Add, update, and delete records¶

This guide provides an overview of records, explaining the basics of how to define and manage them in Argilla.

A record in Argilla is a data item that requires annotation, consisting of one or more fields. These are the pieces of information displayed to the user in the UI to facilitate the completion of the annotation task. Each record also includes questions that annotators are required to answer, with the option of adding suggestions and responses to assist them. Guidelines are also provided to help annotators effectively complete their tasks.

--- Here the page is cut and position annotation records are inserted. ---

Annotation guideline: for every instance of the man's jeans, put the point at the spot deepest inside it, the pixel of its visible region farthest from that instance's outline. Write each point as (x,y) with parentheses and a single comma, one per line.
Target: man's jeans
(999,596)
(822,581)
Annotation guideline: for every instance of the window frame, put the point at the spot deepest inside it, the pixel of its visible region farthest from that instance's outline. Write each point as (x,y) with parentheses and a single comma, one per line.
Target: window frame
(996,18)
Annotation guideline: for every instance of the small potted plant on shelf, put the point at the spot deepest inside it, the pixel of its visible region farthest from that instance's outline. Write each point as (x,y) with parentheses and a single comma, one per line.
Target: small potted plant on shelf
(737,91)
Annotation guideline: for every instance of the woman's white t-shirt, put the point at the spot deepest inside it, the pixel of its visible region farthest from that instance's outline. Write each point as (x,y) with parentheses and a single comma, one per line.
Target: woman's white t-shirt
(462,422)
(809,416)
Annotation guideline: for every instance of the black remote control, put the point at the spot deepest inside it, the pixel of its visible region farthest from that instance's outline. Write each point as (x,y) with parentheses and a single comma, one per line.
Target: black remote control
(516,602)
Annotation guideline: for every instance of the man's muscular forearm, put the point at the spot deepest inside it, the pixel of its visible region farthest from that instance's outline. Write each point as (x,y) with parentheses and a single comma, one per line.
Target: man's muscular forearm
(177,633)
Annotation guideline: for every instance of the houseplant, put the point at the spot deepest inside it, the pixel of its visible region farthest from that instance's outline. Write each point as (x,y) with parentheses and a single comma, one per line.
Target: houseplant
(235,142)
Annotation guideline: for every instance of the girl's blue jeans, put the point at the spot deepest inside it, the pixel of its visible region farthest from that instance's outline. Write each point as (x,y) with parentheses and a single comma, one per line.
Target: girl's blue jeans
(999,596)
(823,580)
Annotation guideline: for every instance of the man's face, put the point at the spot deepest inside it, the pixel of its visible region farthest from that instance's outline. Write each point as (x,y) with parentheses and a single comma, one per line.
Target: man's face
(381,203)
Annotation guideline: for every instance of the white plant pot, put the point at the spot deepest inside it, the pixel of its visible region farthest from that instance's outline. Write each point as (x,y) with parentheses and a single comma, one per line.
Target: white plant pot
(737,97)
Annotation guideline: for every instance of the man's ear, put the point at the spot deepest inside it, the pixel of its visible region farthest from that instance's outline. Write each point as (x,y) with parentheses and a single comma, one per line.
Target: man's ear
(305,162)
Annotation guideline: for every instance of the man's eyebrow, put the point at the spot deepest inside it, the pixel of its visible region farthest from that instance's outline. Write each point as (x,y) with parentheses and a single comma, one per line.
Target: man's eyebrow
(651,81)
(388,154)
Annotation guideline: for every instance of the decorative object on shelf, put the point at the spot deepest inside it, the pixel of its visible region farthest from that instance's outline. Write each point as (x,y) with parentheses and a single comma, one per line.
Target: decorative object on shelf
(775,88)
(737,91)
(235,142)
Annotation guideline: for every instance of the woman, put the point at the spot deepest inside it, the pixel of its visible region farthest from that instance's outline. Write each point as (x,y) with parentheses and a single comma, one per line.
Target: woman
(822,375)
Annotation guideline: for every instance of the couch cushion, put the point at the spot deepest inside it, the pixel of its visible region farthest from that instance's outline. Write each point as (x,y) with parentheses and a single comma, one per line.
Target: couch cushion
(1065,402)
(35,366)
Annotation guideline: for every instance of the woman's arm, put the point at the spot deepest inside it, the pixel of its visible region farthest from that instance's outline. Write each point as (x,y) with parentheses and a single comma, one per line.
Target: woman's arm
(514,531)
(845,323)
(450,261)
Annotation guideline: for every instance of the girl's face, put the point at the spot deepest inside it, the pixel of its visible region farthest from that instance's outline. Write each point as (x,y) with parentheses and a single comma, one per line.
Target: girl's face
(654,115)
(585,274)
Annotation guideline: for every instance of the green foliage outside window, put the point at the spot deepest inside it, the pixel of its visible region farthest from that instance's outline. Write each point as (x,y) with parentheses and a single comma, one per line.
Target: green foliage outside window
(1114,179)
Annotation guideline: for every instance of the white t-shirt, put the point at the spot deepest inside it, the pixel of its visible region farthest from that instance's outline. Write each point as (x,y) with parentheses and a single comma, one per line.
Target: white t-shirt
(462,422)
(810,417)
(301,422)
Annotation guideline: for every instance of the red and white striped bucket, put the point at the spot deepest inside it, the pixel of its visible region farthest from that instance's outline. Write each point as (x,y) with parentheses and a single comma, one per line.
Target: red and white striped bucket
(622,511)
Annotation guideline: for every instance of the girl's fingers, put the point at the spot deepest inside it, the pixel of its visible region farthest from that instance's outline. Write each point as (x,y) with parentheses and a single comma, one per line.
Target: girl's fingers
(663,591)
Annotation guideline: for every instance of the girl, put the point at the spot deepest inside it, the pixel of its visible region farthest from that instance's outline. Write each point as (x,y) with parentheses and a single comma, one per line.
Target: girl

A record is part of a dataset, so you will need to create a dataset before adding records. Check this guide to learn how to create a dataset.

Main Class

rg.Record(
    external_id="1234",
    fields={
        "question": "Do you need oxygen to breathe?",
        "answer": "Yes"
    },
    metadata={
        "category": "A"
    },
    vectors={
        "my_vector": [0.1, 0.2, 0.3],
    },
    suggestions=[
        rg.Suggestion("my_label", "positive", score=0.9, agent="model_name")
    ],
    responses=[
        rg.Response("label", "positive", user_id=user_id)
    ],
)

Check the Record - Python Reference to see the attributes, arguments, and methods of the Record class in detail.

Add records¶

You can add records to a dataset in two different ways: either by using a dictionary or by directly initializing a Record object. You should ensure that fields, metadata and vectors match those configured in the dataset settings. In both cases, are added via the Dataset.records.log method. As soon as you add the records, these will be available in the Argilla UI. If they do not appear in the UI, you may need to click the refresh button to update the view.

Tip

Take some time to inspect the data before adding it to the dataset in case this triggers changes in the questions or fields.

Note

If you are planning to use public data, the Datasets page of the Hugging Face Hub is a good place to start. Remember to always check the license to make sure you can legally use it for your specific use case.

As Record objectsFrom a generic data structureFrom a Hugging Face dataset

You can add records to a dataset by initializing a Record object directly. This is ideal if you need to apply logic to the data before defining the record. If the data is already structured, you should consider adding it directly as a dictionary or Hugging Face dataset.

import argilla as rg

client = rg.Argilla(api_url="<api_url>", api_key="<api_key>")

dataset = client.datasets(name="my_dataset")

records = [
    rg.Record(
        fields={
            "question": "Do you need oxygen to breathe?",
            "answer": "Yes"
        },
    ),
    rg.Record(
        fields={
            "question": "What is the boiling point of water?",
            "answer": "100 degrees Celsius"
        },
    ), # (1)
]

dataset.records.log(records)

This is an illustration of a definition. In a real-world scenario, you would iterate over a data structure and create Record objects for each iteration.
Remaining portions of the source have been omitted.